All good whiskey makers age the liquor in oak barrels. The expansion and contraction of the sealed liquor will have the liquid seep into the walls of the barrel and back out again. This will draw flavor into the whiskey that previously wasn’t there to give it a unique flavor full of vanilla, butterscotch, nutmeg, pepper, caramel and cinnamon. That luscious brown color is due partly to the oak barrel aging process.
Some new distilleries will release a batch of ‘white dog’ whiskey, which is liquor that hasn’t been aged and is white. These whiskeys are usually high proof and they are ripe for aging at home. In fact, any whiskey can be aged at home to impart more flavors.
The first step in aging any liquor is to cure the oak barrel. This is a pretty simple step that involves boiling more water than will fit in the barrel, pouring the hot water into the barrel, sealing with the bung and letting it sit until there are no more leaks. This can take four hours or more and it is a good idea to spray the barrel down with warm water every so often.
Then you are going to need to pick a spot to age it. You want moisture and you also want a place where the temperature changes slightly. You are going to want that important expansion and contraction that will impart the flavors. Do not put the barrel into direct sunlight or a place where the barrel will change temperatures dramatically. This will spoil the batch.
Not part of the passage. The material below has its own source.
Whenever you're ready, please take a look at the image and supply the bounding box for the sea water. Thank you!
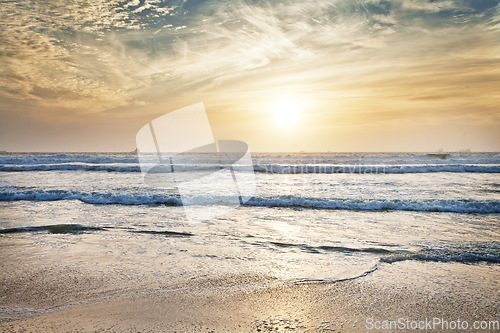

The next step is deciding how long to age the whiskey. Take periodic tastes every week until you are satisfied with the product. There is no minimum or maximum time to age the whiskey, but a lot of people use the one-two month benchmark. The flavor will vary depending on the size of the oak barrel you are using. The smaller the barrel the less time it will take to age your whiskey. The larger the oak barrel the longer it will take. This is due to the fact that the smaller barrels have a smaller liquid to barrel surface ratio.